Cette question soulève des vagues dans le chef de certaines ONG des Droits de l’homme, a dit Aubin Minaku. Le Président de l’Assemblée nationale a fait une brève évolution de cette commission depuis le début de ce processus de désignation des membres devant animer cette commission. Pour Aubin Minaku, le but était de mener ce processus en toute transparence. Bien au début, le bureau de l’AN avait convoqué une plénière pour mettre en place un comité d’accompagnement et les quatre membres de la composante pour appuyer le bureau dans la désignation de 9 délégués.

Le comité d’accompagnement qui devrait jouer le rôle d’arbitrage, la composante Droit de l’homme n’a pas su trouver le consensus en son sein pour désigner deux noms, mais plutôt plusieurs noms. Après arbitrage du bureau, ce dernier a constaté que certainesprovinces ont été sous représentées, telles le Nord-Kivu, le Kasaï-Oriental où l’on trouve des composantes qui ont désigné les délégués d’une même province. Partant de cela, une campagne est déclenchée et orchestrée par une composante qui accuse le bureau et son président de vouloir geler la désignation des membres de la CNDH. « Une ONG qui se dit nationale soit incapable de présenter deux noms d’une autre province », a fustigé Aubin Minaku.

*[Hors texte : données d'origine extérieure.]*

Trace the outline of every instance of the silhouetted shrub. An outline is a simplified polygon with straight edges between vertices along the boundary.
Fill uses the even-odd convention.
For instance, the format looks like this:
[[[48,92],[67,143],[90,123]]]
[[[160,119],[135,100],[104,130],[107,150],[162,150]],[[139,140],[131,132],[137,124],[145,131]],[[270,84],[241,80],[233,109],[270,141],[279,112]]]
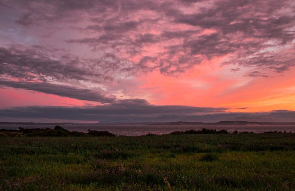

Partant de cet imbroglio orchestré par une composante, une plénière sera convoquée pour désigner un autre nom. « Autant laisser les ONG travailler en toute transparence, autant elles ne peuvent pas s’ingérer dans les prérogatives du bureau », a conclu le Président de l’Assemblée nationale.

Du contrôle parlementaire et budgétaire au rapport de la Ceni

En cette rubrique, les élus ont fait remarquer, notamment le député Juvénal Munubo que plusieurs rapports des commissions constituées ne sont jamais lus, notamment la commission sur le Bakata Katanga, sur les massacres de Beni, sur les massacres de Mutarule au Sud-Kivu, sur le déraillement de train et aussi sur le Journal Officiel de la République Démocratique du Congo.

Quant au contrôle budgétaire, certains élus ont fait mention de prêter attention sur les activités sur la prestation de serment du Chef de l’Etat qui ne sont pas inscrits au budget, qui doit l’être. Il en va de même lors du vote de la loi des finances 2015 où il avait été relevé le fait de s’en tenir à l’article 175 de la Constitution qui souligne de faire part du budget du gouvernement central à celui du gouvernement provincial en intégrant les Entités territoriales décentralisées, lors de l’élaboration du budget de l’exercice 2016.

Concernant la Ceni, Jean-Lucien Busa souligne qu’il faille inviter le Président de cet organe d’appui à la démocratie, conformément à l’article 101 de la Constitution pour justifier la certitude d’organiser les élections locales, municipales et provinciales en toute transparence.

Il en va de même de l’inscription d’une proposition de loi réprimant l’homosexualité en RD Congo. Phénomène qui prend de l’ampleur. Il est vrai que la Constitution proscrit cette pratique en RD Congo. L’inscription de cette matière doit justifier son opportunité, a dit Aubin Minaku.

Quand à la Ceni, il importe de souligner, a dit Aubin Minaku, que cet organe est indépendant. « Autant la Ceni a le pouvoir d’organiser les élections en toute indépendance, autant l’Assemblée nationale n’a pas pouvoir de s’ingérer des prérogatives de la Ceni. Mais, l’Assemblée nationale a pouvoir de débattre du calendrier », a précisé Aubin Minaku.